Ever seen the @InterestingSBLs twitter account? It's kind of interesting and occasionally entertaining. It highlights various SBL entries that its anonymous author finds "interesting" by whatever criteria that may be. Because it's an ESP? An ESP's client? A Fortune 500 company? Not sure, but all have appeared there. My own employer has occasionally been called out on it, as have others. Some representatives of some companies have gotten really upset over being mentioned by that Twitter account, but not me. To me, it's really just a synopsis of a public record. And good companies occasionally have Spamhaus issues, too-- not just bad companies. It tells me it's something "interesting" to go look at, not that so-and-so is a scumbag spammer. If you or your company gets mentioned there, take a deep breath and look into it.

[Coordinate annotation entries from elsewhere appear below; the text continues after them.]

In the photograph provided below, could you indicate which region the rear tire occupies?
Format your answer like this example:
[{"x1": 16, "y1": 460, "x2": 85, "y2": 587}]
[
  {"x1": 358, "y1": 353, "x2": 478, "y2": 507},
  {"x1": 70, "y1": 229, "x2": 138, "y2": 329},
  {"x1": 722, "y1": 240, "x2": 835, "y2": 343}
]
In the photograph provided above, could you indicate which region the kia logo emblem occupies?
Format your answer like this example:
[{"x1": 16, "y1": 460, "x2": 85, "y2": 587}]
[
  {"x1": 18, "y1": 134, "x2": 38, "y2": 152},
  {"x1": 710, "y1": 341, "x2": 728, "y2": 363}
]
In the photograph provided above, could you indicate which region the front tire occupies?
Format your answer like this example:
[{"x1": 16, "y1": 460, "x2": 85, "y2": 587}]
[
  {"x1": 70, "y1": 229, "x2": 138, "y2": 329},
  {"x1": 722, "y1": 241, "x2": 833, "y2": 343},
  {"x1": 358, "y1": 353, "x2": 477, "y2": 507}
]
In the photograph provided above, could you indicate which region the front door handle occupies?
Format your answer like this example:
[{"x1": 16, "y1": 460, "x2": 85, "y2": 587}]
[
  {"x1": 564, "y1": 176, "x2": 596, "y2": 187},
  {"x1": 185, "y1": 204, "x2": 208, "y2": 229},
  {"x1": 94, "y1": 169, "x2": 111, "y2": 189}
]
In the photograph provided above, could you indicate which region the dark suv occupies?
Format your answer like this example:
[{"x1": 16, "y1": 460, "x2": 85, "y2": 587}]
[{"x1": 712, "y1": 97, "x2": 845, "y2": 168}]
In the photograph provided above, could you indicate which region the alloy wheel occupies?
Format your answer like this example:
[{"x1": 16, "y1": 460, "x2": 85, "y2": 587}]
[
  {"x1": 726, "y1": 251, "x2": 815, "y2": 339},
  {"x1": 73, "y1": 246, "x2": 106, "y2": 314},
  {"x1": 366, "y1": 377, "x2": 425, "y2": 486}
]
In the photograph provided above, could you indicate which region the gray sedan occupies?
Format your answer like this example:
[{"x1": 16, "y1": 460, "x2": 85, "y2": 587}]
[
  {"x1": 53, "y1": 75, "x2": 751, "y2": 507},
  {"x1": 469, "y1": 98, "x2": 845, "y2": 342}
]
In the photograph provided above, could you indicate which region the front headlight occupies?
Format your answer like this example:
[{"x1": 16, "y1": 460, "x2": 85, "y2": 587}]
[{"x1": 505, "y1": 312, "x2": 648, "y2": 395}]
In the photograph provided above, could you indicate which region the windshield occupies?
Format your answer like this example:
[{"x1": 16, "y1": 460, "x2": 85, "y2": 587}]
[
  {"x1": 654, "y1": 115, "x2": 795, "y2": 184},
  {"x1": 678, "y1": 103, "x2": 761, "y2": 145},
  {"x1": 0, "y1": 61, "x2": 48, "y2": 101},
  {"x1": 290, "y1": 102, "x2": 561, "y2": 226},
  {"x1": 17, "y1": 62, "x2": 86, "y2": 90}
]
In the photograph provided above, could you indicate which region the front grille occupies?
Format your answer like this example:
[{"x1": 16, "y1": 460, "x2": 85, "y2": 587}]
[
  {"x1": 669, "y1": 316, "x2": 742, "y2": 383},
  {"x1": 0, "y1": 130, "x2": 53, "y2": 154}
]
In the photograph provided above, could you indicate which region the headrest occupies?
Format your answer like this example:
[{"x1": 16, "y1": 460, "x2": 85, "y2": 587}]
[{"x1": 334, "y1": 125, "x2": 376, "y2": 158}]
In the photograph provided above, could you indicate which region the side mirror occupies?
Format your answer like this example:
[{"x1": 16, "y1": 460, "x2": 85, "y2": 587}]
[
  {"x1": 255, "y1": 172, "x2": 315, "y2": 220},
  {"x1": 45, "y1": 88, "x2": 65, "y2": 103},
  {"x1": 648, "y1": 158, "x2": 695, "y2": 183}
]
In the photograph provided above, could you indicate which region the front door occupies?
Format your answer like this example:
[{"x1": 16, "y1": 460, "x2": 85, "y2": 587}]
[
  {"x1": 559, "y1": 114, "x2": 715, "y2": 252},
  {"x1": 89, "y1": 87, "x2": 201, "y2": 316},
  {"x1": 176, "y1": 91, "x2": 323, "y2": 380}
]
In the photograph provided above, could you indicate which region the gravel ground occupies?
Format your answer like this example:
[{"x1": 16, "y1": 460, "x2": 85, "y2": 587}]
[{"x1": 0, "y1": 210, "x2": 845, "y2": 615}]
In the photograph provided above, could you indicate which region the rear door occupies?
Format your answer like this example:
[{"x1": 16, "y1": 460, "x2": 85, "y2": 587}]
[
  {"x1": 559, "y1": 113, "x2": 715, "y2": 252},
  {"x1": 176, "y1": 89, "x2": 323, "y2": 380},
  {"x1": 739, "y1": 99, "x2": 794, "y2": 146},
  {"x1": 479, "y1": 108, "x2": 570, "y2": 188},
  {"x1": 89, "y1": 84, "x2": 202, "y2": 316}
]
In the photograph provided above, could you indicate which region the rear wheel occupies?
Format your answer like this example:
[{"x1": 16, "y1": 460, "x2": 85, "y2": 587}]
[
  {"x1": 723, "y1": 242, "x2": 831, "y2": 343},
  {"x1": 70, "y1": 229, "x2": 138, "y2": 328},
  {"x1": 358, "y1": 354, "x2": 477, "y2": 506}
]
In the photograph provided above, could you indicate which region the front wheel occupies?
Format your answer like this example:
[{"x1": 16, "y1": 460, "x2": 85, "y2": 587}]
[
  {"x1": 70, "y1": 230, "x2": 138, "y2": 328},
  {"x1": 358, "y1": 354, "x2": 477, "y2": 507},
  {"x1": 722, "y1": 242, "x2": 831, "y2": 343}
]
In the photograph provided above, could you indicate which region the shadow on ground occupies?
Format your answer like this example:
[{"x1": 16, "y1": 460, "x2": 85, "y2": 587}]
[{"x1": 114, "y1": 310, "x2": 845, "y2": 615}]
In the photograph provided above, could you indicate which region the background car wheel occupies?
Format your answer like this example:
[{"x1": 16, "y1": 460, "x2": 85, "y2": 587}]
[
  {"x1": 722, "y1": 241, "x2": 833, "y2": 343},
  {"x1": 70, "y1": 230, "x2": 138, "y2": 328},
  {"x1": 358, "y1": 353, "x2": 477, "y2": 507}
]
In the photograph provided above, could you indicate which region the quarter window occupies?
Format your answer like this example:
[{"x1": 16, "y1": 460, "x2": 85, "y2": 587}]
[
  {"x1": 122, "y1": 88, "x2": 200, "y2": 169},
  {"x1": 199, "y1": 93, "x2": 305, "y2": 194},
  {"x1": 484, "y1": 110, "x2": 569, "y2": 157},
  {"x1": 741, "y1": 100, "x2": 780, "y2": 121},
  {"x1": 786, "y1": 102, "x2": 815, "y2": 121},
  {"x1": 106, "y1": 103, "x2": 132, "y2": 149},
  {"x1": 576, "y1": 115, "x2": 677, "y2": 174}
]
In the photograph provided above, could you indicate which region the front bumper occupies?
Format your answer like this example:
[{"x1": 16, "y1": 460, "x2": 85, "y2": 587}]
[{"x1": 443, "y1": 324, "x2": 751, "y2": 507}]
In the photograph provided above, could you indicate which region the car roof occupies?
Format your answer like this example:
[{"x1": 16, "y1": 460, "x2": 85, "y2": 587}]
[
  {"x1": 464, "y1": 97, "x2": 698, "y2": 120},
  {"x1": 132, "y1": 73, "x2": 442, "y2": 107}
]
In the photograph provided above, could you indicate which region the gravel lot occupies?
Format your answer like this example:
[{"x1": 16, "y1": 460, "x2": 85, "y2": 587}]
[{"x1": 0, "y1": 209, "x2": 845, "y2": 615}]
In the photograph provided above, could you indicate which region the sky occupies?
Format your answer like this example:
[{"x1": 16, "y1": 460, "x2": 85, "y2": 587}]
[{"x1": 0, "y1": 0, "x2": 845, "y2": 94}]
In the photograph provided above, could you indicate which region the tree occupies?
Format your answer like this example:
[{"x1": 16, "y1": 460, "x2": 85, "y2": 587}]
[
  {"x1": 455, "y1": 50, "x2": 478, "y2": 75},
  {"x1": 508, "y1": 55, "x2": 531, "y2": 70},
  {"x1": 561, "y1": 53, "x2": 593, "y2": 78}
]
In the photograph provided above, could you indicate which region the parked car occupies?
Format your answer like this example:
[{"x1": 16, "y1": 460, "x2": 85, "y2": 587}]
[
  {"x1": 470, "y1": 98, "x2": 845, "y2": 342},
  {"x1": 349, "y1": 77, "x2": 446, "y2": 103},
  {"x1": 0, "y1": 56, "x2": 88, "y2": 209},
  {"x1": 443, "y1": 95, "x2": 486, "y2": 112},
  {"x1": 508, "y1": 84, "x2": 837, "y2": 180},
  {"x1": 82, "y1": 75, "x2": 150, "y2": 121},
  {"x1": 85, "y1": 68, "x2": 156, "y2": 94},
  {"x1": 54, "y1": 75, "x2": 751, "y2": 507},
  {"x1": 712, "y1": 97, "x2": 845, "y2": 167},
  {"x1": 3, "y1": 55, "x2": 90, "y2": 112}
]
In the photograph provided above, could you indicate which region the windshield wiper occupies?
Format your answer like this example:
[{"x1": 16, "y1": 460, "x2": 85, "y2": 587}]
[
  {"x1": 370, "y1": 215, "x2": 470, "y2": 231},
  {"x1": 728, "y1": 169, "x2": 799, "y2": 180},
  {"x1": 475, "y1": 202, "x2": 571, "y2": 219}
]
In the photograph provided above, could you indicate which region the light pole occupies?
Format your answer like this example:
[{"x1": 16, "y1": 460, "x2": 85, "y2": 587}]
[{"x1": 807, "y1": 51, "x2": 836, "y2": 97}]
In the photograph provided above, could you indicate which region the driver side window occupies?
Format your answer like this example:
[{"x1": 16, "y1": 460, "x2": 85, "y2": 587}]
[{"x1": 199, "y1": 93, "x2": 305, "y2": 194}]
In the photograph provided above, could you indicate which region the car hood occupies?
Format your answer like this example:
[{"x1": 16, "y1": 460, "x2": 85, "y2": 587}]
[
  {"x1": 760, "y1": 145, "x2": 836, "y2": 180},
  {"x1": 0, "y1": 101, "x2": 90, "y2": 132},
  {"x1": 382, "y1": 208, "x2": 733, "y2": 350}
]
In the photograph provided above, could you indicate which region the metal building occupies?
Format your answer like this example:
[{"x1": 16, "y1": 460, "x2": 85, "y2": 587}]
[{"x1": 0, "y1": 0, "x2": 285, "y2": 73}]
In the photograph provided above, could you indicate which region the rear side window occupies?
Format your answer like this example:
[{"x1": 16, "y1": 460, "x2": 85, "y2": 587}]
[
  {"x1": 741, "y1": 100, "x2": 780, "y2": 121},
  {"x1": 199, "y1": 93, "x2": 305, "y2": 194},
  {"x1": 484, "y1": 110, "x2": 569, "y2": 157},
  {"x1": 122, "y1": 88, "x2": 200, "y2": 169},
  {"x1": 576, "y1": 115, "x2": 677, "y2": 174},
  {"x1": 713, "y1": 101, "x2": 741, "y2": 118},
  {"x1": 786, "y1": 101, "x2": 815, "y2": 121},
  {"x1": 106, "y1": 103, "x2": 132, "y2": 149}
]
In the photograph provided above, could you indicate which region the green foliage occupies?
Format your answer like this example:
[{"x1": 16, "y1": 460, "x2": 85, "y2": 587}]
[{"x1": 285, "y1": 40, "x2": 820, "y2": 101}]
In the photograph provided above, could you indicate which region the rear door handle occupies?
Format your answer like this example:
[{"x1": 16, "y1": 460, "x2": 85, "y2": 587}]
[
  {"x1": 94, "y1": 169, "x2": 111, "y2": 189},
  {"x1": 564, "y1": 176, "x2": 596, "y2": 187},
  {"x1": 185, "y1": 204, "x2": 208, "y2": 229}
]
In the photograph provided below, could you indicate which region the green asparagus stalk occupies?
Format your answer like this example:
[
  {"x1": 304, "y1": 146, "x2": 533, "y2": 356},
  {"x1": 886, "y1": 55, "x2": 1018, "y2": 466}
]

There are often big gaps between when @InterestingSBLs posts, but he or she seems to have been active as recently as just over a week ago.
If that doesn't interest you, there's always the Spamhaus SBL "Latest Entries" page, showing you what has been recently entered or recently removed into Spamhaus's main blacklist. This can be pretty interesting. I once knew an alleged spammer who spent most of his day hitting "refresh" on this page every few minutes, looking to find that partners in (alleged) crime may have been caught in the Spamhaus cross hairs.
Keep in mind that all Spamhaus SBL entries are effectively public information. Spamhaus does not password protect or otherwise obviously restrict access to the listing information available on their website. (I'm not necessarily making a case for whether or not they should be public or not, just noting how it is today.)